Dependence takes the form of humility, which takes the form of a servant. Humility, and being like a servant, is not thinking little of ourselves, but counting others as more important than us (Romans 12:3; Phil. 2:1-11). Dependence involves being honest before God, honest with ourselves, and honest with others.
How can we cultivate humility and daily dependence? John Stott gives some solid advice:
“Thank God, often and always…. Thank God, carefully and wonderfully for your continuing privileges. . . . Thankfulness is a soil in which pride does not easily grow.
Take care about the confession of your sins. Be sure to criticize yourself in God’s presence: that is your self-examination. Put yourself under the divine criticism: that is your confession. . . .

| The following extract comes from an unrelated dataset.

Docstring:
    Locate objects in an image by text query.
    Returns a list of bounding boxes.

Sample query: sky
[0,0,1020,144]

Be ready to accept humiliations. They can hurt terribly, but they help you to be humble. There can be the bigger humiliations. . . . All these can be so many chances to be a little nearer to our humble and crucified Lord. . . .
Do not worry about status. . . . There is only one status that our Lord bids us to be concerned with, and that is the status of proximity to Himself. . . .

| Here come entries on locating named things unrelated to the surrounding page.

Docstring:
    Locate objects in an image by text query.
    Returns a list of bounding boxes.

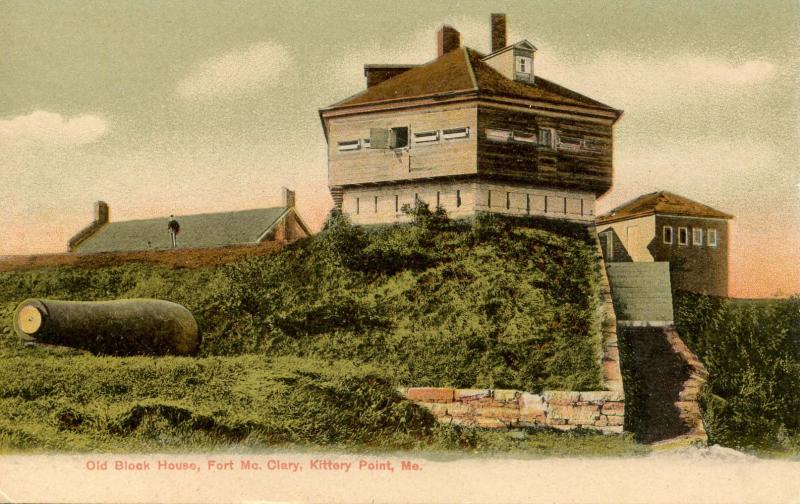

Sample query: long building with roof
[320,14,622,224]
[68,188,311,254]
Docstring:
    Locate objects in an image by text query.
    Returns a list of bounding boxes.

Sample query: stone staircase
[606,262,674,326]
[619,326,708,443]
[606,262,708,445]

Use your sense of humor. Laugh about things, laugh at the absurdities of life, laugh about yourself, and about your own absurdity. We are all of us infinitesimally small and ludicrous creatures within God’s universe. You have to be serious, but never be solemn, because if you are solemn about anything, there is the risk of becoming solemn about yourself.”
—John Stott, The Radical Disciple: some neglected aspects of our calling, page 106, ch. 7, “Dependence,” quoting Michael Ramsey (former archbishop of Canterbury) in “Divine Humility,” ch. 11 in The Christian Priest Today, rev. ed. (London: SPCK, 1985), pp. 79-91.